Whan Han J, Gon Lee B, Kee Kim Y, Woo Yoon J, Kyoung Jin H, Hong S, Young Lee H, Ro Lee K, Woo Lee H
College of Pharmacy, Sungkyunkwan University, Suwon 440-746, Korea.
Br J Pharmacol. 2001 Jun;133(4):503-12. doi: 10.1038/sj.bjp.0704099.

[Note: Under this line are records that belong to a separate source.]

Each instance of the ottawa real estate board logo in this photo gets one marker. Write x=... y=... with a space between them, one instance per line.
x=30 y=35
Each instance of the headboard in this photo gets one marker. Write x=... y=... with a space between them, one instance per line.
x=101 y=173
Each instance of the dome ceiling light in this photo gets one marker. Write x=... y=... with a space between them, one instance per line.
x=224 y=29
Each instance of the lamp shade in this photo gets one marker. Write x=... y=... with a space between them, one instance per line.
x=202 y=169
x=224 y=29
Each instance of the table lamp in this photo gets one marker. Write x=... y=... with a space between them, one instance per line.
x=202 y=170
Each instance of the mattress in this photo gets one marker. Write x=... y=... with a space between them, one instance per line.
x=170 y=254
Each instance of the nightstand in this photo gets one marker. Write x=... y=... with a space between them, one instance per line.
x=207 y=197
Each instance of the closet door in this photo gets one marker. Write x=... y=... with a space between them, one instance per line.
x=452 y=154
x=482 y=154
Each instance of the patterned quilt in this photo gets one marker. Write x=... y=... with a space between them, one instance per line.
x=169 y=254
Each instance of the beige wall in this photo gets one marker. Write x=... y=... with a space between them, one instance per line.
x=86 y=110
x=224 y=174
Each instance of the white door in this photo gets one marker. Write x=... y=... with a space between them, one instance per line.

We investigated the mechanism of suppression of inducible nitric oxide synthase (iNOS) and cyclo-oxygenase-2 (COX-2) by ergolide, sesquiterpene lactone from Inula britannica. iNOS activity in cell-free extract of LPS/IFN-gamma-stimulated RAW 264.7 macrophages was markedly attenuated by the treatment with ergolide. Its inhibitory effect on iNOS was paralleled by decrease in nitrite accumulation in culture medium of LPS/IFN-gamma-stimulated RAW 264.7 macrophages in a concentration-dependent manner. However, its inhibitory effect does not result from direct inhibition of the catalytic activity of NOS. Ergolide markedly decreased the production of prostaglandin E(2) (PGE(2)) in cell-free extract of LPS/IFN-gamma-stimulated RAW 264.7 macrophages in a concentration-dependent manner, without alteration of the catalytic activity of COX-2 itself. Ergolide decreased the level of iNOS and COX-2 protein, and iNOS mRNA caused by stimulation of LPS/IFN-gamma in a concentration-dependent manner, as measured by Western blot and Northern blot analysis, respectively. Ergolide inhibited nuclear factor-kappaB (NF-kappaB) activation, a transcription factor necessary for iNOS and COX-2 expression in response to LPS/IFN-gamma. This effect was accompanied by the parallel reduction of nuclear translocation of subunit p65 of NF-kappaB as well as IkappaB-alpha degradation. In addition, these effects were completely blocked by treatment of cysteine, indicating that this inhibitory effect of ergolide could be mediated by alkylation of NF-kappaB itself or an upstream molecule of NF-kappaB. Ergolide also directly inhibited the DNA-binding activity of active NF-kappaB in LPS/IFN-gamma-pretreated RAW 264.7 macrophages. These results demonstrate that the suppression of NF-kappaB activation by ergolide might be attributed to the inhibition of nuclear translocation of NF-kappaB resulted from blockade of the degradation of IkappaB and the direct modification of active NF-kappaB, leading to the suppression of the expression of iNOS and COX-2, which play important roles in inflammatory signalling pathway.
我们研究了旋覆花中的倍半萜内酯麦角灵抑制诱导型一氧化氮合酶(iNOS)和环氧化酶-2(COX-2)的机制。用麦角灵处理可显著减弱脂多糖(LPS)/γ干扰素(IFN-γ)刺激的RAW 264.7巨噬细胞无细胞提取物中的iNOS活性。其对iNOS的抑制作用与LPS/IFN-γ刺激的RAW 264.7巨噬细胞培养基中亚硝酸盐积累的减少呈浓度依赖性平行关系。然而,其抑制作用并非源于对一氧化氮合酶催化活性的直接抑制。麦角灵以浓度依赖性方式显著降低LPS/IFN-γ刺激的RAW 264.7巨噬细胞无细胞提取物中前列腺素E2(PGE2)的产生,而不改变COX-2自身的催化活性。通过蛋白质免疫印迹法(Western blot)和Northern印迹法分别检测发现,麦角灵以浓度依赖性方式降低LPS/IFN-γ刺激引起的iNOS和COX-2蛋白水平以及iNOS mRNA水平。麦角灵抑制核因子-κB(NF-κB)激活,NF-κB是响应LPS/IFN-γ时iNOS和COX-2表达所必需的转录因子。这种作用伴随着NF-κB亚基p65核转位的平行减少以及IκB-α降解。此外,用半胱氨酸处理可完全阻断这些作用,表明麦角灵的这种抑制作用可能是通过NF-κB自身或NF-κB上游分子的烷基化介导的。麦角灵还直接抑制LPS/IFN-γ预处理的RAW 264.7巨噬细胞中活性NF-κB的DNA结合活性。这些结果表明,麦角灵对NF-κB激活的抑制作用可能归因于对IκB降解的阻断导致NF-κB核转位的抑制以及对活性NF-κB的直接修饰,从而导致在炎症信号通路中起重要作用的iNOS和COX-2表达受到抑制。